The Minister spoke to the diaspora in Florida on Wednesday evening, September 25, 2024. He said that better customer service is key to “Empowering Communities to Combat Non-Communicable Diseases.” This was the main topic of his talk. He delivered it at the Island Space Caribbean Museum during The Consul General Oliver Mair’s Distinguished Lecture Series.
“Oftentimes when the complaints come, it is because somebody never talked to patients or persons want to hear something about their relative and [they don’t get that chance],” he said.
“It is a message that we have to get across: that therapy is very much embedded in the customer service experience – not just the doctor or the prescription. We really have to work at that,” the Minister added.
This, Dr. Tufton noted, is in addition to the need for the careful management of resources.
“More often than not, I have determined, the problem is not so much a resource problem as it is a management problem. It is how we allocate the resources when have to create optimal benefits to whether the external stakeholder or the internal stakeholder,” he said.
Healthcare for Everyone
The Minister took the opportunity during the healthcare talk to update diaspora members. He shared information about efforts to ensure health for everyone, at every age.
These efforts, he noted, include continuing the dialogue with private sector stakeholders on the introduction of front-of-package labelling; and the Schools Nutrition Policy, which is being progressed to help to create a culture of better food choices among Jamaicans – some 77 per cent of whom died because of a NCD such as hypertension and diabetes in 2020.
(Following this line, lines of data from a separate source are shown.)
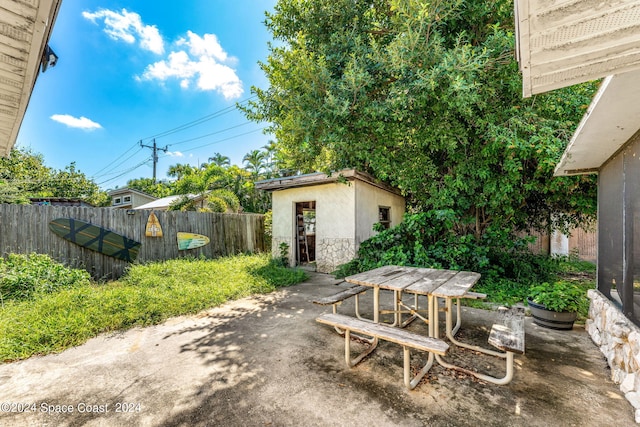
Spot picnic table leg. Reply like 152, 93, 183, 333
344, 329, 378, 368
427, 294, 438, 338
435, 351, 513, 385
436, 298, 509, 358
402, 345, 435, 390
373, 286, 380, 323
“From a behavioural standpoint, it is understandable why if you start with the kids, you are likely to develop better habits – habits that are likely to become permanent over time,” he said.
These efforts are complemented by programmes such as the ongoing Jamaica Moves, which has its focus on the promotion of movement, health checks and nutrition in schools, communities and workplaces; Know Your Numbers, which promotes screening; and New Limb, New Life, which helps to make prostheses more affordable for persons.